Gangster Squad (2013)

Starring: Josh Brolin, Sean Penn, Ryan Gosling, Emma Stone, Robert Patrick, Anthony Mackie, Giovanni Ribisi, Michael Peña, Nick Nolte

Directed by: Ruben Fleischer

Rating: 1 2 3 4

Ryan Gosling and Josh Brolin in Gangster Squad

A man is chained to two cars and torn apart. Gung-ho super-sergeant John O'Mara knocks out three men in an elevator fight, the lays out three more before saving the girl. That's the first five minutes of Gangster Squad. What's next?
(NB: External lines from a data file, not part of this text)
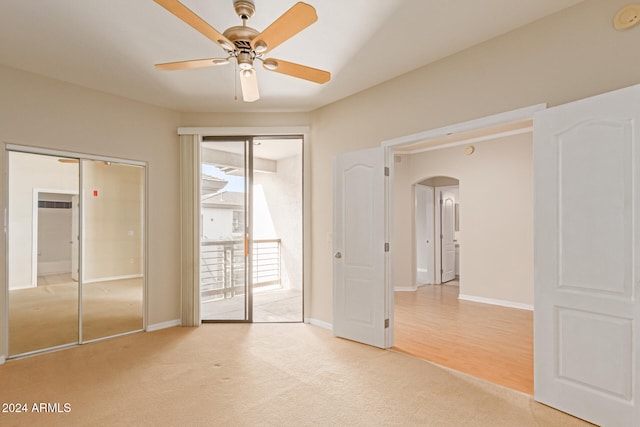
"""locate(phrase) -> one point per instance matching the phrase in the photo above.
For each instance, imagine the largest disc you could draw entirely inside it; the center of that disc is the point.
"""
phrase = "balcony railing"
(222, 272)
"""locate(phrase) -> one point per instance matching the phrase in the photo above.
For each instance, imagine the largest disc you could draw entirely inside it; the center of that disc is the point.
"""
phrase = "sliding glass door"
(225, 257)
(75, 236)
(251, 242)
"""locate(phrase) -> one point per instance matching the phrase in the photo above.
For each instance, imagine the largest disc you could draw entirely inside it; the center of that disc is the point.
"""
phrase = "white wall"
(54, 241)
(496, 217)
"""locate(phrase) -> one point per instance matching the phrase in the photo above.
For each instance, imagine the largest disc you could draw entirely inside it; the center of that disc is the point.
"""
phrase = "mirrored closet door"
(75, 258)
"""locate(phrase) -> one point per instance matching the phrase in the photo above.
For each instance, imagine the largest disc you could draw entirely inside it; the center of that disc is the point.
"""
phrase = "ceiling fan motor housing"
(244, 8)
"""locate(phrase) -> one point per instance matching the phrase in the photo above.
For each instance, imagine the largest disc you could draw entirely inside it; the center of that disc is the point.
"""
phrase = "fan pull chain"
(235, 85)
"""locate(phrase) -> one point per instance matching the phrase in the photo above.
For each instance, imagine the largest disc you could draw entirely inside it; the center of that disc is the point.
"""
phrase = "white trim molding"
(492, 301)
(242, 130)
(319, 323)
(405, 288)
(525, 113)
(163, 325)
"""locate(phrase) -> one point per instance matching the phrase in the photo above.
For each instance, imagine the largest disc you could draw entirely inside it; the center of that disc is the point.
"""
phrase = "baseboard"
(320, 323)
(405, 288)
(54, 267)
(164, 325)
(110, 279)
(492, 301)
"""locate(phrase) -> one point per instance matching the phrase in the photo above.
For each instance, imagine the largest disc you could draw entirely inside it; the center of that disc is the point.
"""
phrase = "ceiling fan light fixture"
(245, 61)
(226, 45)
(270, 64)
(260, 46)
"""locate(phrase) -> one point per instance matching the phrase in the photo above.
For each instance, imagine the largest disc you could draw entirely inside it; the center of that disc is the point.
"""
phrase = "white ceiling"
(111, 45)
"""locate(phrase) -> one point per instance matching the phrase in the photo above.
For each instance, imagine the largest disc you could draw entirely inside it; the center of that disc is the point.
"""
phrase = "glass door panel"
(224, 235)
(277, 229)
(112, 269)
(42, 246)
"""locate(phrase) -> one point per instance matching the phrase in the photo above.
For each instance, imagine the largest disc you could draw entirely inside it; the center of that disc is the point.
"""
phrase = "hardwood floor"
(487, 341)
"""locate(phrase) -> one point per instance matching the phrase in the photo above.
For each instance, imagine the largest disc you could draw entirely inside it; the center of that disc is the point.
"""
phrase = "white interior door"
(587, 236)
(424, 234)
(361, 301)
(448, 244)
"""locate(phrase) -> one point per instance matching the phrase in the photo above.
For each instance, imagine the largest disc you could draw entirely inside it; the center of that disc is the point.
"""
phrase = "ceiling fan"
(245, 44)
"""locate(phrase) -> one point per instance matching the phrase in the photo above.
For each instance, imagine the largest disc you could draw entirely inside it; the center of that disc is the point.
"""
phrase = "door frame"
(34, 235)
(430, 233)
(438, 230)
(191, 284)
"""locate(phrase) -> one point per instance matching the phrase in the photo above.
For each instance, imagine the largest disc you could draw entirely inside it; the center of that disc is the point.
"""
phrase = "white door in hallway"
(424, 221)
(361, 297)
(587, 249)
(447, 230)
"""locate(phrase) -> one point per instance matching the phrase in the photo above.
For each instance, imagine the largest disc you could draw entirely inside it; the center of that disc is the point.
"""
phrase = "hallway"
(487, 341)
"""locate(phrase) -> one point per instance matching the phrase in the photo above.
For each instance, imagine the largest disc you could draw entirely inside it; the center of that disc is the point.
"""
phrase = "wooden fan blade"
(294, 20)
(190, 18)
(195, 63)
(297, 70)
(249, 84)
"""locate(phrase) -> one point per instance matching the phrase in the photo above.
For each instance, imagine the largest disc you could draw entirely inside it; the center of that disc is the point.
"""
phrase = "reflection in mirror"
(43, 296)
(113, 257)
(64, 245)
There's something gloriously cartoony about this slick, visceral, exciting 1940s mob tale, like a cool 21st century riposte to Warren Beatty's '80s-neon Bugsy. You only need to look at a character to know whether they're a good guy or a bad guy. Like Dorian Gray's portrait, every past misdemeanour is etched into the twisted, seamy face of Sean Penn's marvellously evil New York mob boss Mickey Cohen, a man with absolutely no redeeming features, a brutal, unstoppable force hell bent on bringing the City of Angels to its knees.

The Gangster Squad

Opposing him is Josh Brolin's square-jawed, clean cut O'Mara, a man every bit as ruthless, single-minded and dismissive of collateral damage as the nemesis he's set on destroying. Then we have Ryan Gosling, louche, cocky and devastatingly handsome as fellow sergeant Jerry Wooter, a grizzled Robert Patrick as gunslinger Max Kennard and Michael Peña as his sharp-shooting apprentice Officer Ramirez, Anthony Mackie, dapper and cute as a young Will Smith as Officer Harris and Friends' Giovanni Ribisi as nerdy informations expert Officer Keeler. Together they are the Gangster Squad, an off-the-record taskforce charged with crushing Cohen's criminal empire.

Emma Stone as glamorous Grace in Gangster Squad

At first their ham-fisted attempts to scupper his operations are comically inept, but things quickly become serious as their sabotage begins to hit Cohen where it hurts: in the wallet. After a daring, destructive raid on his gambling empire, battle lines are drawn for an explosive final showdown, masterfully staged in the Art Deco lobby of a grand hotel trimmed for the festive season. And, like Die Hard in correspondent shoes, it features the best destruction of a Christmas tree ever.

Shot in bright primary colours that echo the comic books of the period, Gangster Squad looks wonderful, styled to perfection and effortlessly cool. The action sequences are fast-paced and pleasingly old school, brutal, bloody and packing real punch, a judicious use of slow-mo heightening the tension rather than calling attention to technique, and no crazy fake documentary camerawork doing your head in.

Sean Penn as Mickey Cohen in Gangster Squad

Subtle this film ain't, but that doesn't stop it being involving. Despite their somewhat two-dimensional natures, the good guys are appealing, whilst Penn's bad guy is the epitome of De Niro-style scenery-chewing evil. There are several Untouchables station scene edge-of-seat moments, quite a few laughs and at one point I even found myself welling up. What more can you ask of a movie? A CGI tiger? Pshaw. While Gangster Squad may not clean up at the Oscars, in terms of sheer excitement and enjoyment, it's a winner for me.